I stopped short at David Carr's piece yesterday on the Palin marketing industry. His points on how this media celebrity can generate huge amounts of income from completely integrity-free media are, of course, well-taken. Palin has indeed cleaned up, thanks mainly to Roger Ailes and his fixation on ratings, and HarperCollins, whose soul was mortgaged years ago. She has a TV clip-show. She can read a Teleprompter well, which is about the only thing her college degree - sports journalism - qualified her for. She knows how to project cheeriness and peppiness and goshdarnit schtick. And all these have a place in the market and even in national discourse. No one would give a damn if the GOP hadn't decided to place this pageant-winner as a potential president in the last election; or if there weren't a real likelihood of her running for serious public office at the same level in 2012.

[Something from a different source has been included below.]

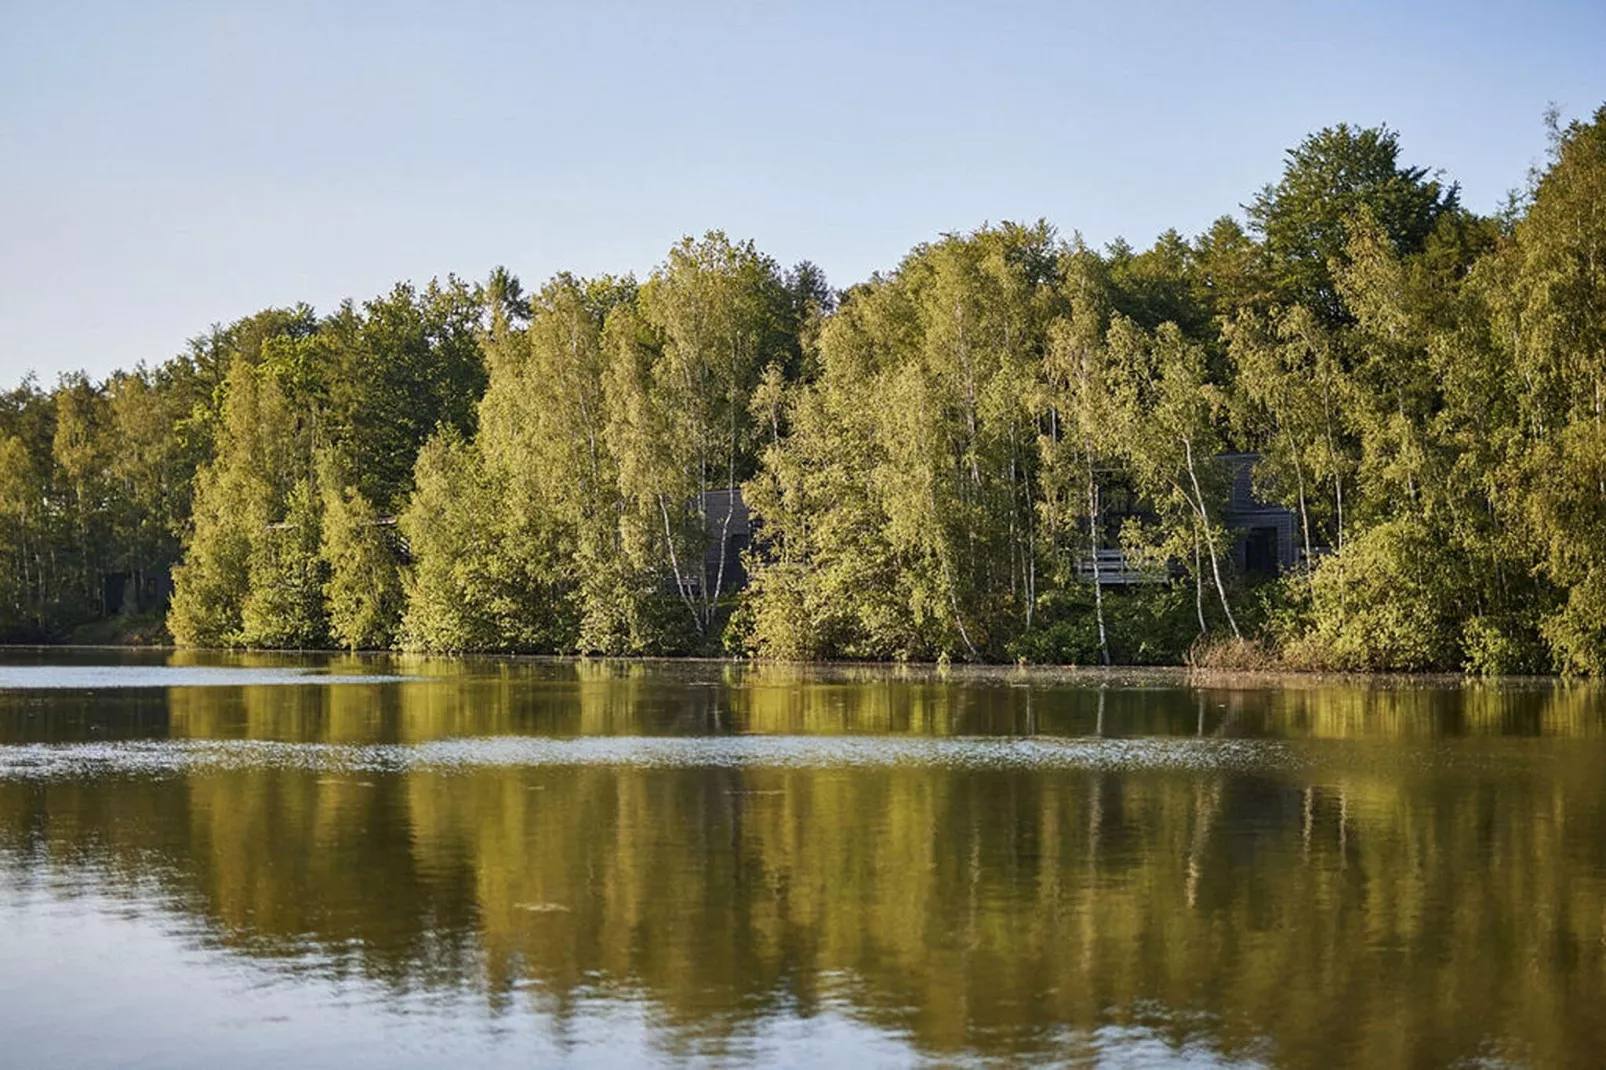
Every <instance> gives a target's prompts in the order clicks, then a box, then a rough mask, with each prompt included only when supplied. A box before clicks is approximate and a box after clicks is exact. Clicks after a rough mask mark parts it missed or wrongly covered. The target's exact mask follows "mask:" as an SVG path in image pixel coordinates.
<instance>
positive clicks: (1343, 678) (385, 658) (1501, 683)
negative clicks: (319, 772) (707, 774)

With any luck, the money will keep her from the Oval Office. But here's where I stopped dead in my tracks reading David's piece. This sentence:

I’m from Minnesota, which is sometimes considered the southernmost tip of Alaska, and her way of speaking in credulous golly-gee may have been off-putting to some, but there is a kind of authenticity there that no image handler could conjure.

Whatever else Palin is, she is not authentic.

Her flimsy record of public service has been festooned with so many lies and delusions and fantasies on her part it beggars belief. Her book is self-evidently the product of a dangerously delusional fanatic. She poses as a "real American" from the heartland, yet she has done everything in her power to escape that heartland and find refuge in celebrity. 

If anyone is phony in American culture, it is Palin. And those who profit off her. They have a right to do that, as she has a right to invent a past and an identity and a politics from minute to minute. But please drop the idea that she is authentic.

The only thing authentically American about her is her total lack of scruples in making a living. But she won't admit that either.